As the fifth generation of mobile technology arrives, Telstra has debuted a device that promises to boost your home internet speeds.
Today at the flagship Telstra store in Sydney, the long anticipated 5G network was launched through two new products.
The HTC Hub and Samsung Galaxy S10 5G, both launching on May 28 ready for the Telstra network are the first devices to support the new network band along with 4G.
The biggest problem for many will be whether 5G is actually available in your area and unless you live in one of ten cities Telstra has launched with, you’re out of luck. There is however plenty of reasons to be excited for 5G.
The HTC Hub is geared for use as a wireless hotspot and brings the Telstra network into the home. With an onboard battery, this allows for portability where ever you need, or wherever you can enjoy the 4G and 5G network.
In the briefing today, Telstra were clear that this product is not geared as an NBN replacement however should be more of a complimentary service.
The HTC Hub also runs the Android operating system which means that it can also run applications, receive updates for speed improvements and allow up to 20 devices to be connected to it at one time.
If you are years away from receiving the NBN though, this product really could be for you, especially if you have 5G availability.

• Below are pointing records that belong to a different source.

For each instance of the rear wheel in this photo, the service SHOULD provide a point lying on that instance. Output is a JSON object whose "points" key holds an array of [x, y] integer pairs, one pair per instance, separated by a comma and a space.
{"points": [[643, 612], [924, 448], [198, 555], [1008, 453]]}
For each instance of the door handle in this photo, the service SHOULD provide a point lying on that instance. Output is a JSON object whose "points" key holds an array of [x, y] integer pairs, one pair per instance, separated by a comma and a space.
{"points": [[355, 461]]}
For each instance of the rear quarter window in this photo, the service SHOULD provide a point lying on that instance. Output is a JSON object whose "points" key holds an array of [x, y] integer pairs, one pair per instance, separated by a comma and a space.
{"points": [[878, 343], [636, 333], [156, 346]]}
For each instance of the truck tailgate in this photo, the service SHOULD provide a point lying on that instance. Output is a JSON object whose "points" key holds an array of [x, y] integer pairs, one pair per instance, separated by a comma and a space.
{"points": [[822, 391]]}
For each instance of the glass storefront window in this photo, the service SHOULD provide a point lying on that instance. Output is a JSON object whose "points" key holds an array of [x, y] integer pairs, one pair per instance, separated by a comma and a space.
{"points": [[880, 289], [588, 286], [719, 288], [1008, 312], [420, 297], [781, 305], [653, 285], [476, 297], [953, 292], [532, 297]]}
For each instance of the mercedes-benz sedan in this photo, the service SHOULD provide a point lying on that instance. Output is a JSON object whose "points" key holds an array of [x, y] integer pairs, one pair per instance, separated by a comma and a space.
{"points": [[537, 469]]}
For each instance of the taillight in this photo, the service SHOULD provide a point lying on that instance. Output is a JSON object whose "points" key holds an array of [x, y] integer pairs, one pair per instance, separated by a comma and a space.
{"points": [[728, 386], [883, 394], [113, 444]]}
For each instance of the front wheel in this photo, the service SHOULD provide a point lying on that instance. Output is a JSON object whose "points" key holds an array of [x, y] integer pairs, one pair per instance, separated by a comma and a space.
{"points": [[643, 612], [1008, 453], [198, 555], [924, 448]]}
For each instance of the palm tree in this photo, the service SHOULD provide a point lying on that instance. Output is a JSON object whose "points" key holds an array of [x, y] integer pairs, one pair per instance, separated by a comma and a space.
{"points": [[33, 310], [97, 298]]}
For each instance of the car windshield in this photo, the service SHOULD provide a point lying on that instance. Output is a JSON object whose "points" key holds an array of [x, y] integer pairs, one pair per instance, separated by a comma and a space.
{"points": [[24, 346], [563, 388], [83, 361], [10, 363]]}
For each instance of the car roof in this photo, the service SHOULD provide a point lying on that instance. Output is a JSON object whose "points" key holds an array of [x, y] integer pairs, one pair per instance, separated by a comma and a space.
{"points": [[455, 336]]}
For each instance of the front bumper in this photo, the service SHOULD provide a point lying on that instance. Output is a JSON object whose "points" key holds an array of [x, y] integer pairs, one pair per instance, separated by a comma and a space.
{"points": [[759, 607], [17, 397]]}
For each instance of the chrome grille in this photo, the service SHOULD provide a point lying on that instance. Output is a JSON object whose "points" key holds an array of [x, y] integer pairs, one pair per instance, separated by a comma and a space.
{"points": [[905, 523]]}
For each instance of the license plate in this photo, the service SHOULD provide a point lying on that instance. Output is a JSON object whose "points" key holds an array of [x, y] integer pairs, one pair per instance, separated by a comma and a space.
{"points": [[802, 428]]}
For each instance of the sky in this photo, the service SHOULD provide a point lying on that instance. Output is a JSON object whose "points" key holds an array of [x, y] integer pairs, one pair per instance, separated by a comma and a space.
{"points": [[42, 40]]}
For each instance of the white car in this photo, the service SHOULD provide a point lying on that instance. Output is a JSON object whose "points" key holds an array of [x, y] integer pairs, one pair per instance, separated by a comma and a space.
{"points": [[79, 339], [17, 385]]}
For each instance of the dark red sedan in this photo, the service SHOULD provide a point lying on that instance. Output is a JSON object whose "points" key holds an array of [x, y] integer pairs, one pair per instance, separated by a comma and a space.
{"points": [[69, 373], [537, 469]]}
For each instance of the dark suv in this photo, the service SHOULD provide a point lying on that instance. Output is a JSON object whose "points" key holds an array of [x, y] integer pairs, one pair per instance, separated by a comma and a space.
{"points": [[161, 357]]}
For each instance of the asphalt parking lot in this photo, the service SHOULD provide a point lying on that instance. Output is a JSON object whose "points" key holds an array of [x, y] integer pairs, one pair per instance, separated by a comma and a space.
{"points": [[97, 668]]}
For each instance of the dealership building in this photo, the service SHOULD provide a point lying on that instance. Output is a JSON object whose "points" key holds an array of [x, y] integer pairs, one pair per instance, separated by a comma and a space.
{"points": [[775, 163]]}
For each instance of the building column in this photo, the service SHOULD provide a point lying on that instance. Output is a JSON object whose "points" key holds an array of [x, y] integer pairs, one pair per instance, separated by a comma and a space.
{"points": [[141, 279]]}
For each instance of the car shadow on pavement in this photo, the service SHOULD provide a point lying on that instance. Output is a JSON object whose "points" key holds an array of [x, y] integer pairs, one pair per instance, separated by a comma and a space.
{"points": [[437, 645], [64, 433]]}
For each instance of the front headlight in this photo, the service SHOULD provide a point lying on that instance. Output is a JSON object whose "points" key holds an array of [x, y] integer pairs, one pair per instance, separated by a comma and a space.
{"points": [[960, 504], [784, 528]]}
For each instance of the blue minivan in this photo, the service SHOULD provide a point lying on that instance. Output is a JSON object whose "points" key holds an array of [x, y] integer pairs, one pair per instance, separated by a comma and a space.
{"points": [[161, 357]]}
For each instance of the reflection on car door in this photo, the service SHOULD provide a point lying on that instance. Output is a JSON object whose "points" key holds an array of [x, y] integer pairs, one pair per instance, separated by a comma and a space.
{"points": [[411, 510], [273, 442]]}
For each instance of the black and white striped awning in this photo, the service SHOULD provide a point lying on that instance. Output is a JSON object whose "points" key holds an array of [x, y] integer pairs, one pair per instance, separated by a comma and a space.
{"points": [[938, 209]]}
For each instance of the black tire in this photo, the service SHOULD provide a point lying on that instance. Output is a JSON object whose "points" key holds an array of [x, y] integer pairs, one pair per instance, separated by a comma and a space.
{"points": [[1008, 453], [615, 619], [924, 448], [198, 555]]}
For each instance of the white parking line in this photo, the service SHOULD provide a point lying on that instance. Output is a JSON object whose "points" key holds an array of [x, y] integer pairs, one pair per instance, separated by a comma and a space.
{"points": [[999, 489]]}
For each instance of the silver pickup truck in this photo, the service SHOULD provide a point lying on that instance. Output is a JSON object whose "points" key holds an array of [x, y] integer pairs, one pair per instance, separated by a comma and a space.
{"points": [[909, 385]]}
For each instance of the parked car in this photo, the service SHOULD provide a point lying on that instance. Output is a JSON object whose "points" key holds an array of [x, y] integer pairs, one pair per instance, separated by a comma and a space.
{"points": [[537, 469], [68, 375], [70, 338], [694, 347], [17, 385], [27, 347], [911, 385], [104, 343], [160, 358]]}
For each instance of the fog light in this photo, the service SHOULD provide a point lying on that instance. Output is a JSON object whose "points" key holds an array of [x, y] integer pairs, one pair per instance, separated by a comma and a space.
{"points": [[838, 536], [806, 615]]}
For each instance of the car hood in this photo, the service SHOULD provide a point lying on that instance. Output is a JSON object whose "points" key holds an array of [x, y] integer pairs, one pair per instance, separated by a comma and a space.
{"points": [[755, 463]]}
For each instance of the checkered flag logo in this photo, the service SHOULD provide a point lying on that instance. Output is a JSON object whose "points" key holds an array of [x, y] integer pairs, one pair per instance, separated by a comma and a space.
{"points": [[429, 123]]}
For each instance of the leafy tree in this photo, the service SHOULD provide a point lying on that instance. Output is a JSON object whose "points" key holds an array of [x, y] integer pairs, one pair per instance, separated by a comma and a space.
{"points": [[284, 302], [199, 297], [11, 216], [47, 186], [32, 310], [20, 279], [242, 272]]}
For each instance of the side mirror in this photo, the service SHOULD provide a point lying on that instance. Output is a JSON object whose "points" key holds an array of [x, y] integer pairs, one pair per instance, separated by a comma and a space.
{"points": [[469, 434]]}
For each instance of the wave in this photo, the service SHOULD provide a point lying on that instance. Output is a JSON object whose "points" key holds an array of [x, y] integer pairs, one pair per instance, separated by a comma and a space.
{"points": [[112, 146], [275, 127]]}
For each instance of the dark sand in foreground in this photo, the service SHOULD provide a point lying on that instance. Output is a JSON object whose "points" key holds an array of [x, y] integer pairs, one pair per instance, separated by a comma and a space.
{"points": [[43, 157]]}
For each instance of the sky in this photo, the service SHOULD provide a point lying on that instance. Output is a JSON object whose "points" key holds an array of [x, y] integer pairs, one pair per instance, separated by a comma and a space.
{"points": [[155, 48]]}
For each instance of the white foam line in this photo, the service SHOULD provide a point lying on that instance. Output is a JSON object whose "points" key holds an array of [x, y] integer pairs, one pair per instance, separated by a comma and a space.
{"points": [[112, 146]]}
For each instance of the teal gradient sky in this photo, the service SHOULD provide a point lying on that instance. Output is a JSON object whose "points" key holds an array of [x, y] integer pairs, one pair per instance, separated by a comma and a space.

In our tests, it was easy to achieve over 600Mbps, six times faster than the NBN.
The Samsung Galaxy S10 5G is not just a current S10 phone with upgraded antennas. It is an entirely different phone with a bigger display at 6.7 inches and a larger battery. The cameras are also improved with a total of six cameras on the device.
It is their Bugatti Veyron of smartphones as it is also Australia’s first 5G device capable of download speeds of two gigabits per second. In the Telstra store we were able to use this S10 on the 5G network and achieve consistent speed tests of 1.2Gbps or 1200Mbps.
This is 12 times faster than what is achievable on the NBN, and we were doing this on a smartphone. We also understand that only a few devices are connected to the 5G network at the time of testing so congestion is not an factor.
While the 5G network is only available in a small number of cities in Australia, including Sydney, Melbourne, Canberra, Adelaide, Perth, Brisbane, Gold Coast, Launceston, Hobart and Toowoomba, Telstra advise that within 12 months that number will be up to 35 cities. The decision to move forward and give 5G over to consumers today is unlike their 4G network which was much more mature on their launch day.
Telstra’s Network Engineering Executive, Channa Seneviratne, went so far as to comment that the software running the Telstra 5G network is considered a “beta version” albeit a stable one and will be receiving continuous updates as the network evolves with it.
This means that performance of the 5G network should improve over time. Globally, Australia is one of the first to launch 5G in this form and Optus is also only months away from their 5G network launch also.
Telstra CEO, Andy Penn commented that, “The roll out of 5G coverage is ongoing and, as 5G develops, there will be more devices and more technologies to come. But this is an important step we take today, as the first Australian network to offer mobile 5G.”
From a cost perspective, Telstra plans for the HTC Hub start at $70 per month for 25GB while Optus has already published that they will be offering an unlimited data plan for $70 per month.
For anyone looking to enjoy the 5G network should assess coverage maps before doing so, to avoid disappointment.
In the coming weeks, we will be hearing from more smartphone manufacturers with their 5G phones set for Australia and fully expect this will become the new norm.
In the same way that 4G brought apps, social media and video streaming to our phones, 5G is being seen as the next industrial revolution where the new access to these speeds will change how we interact and use our smartphones entirely.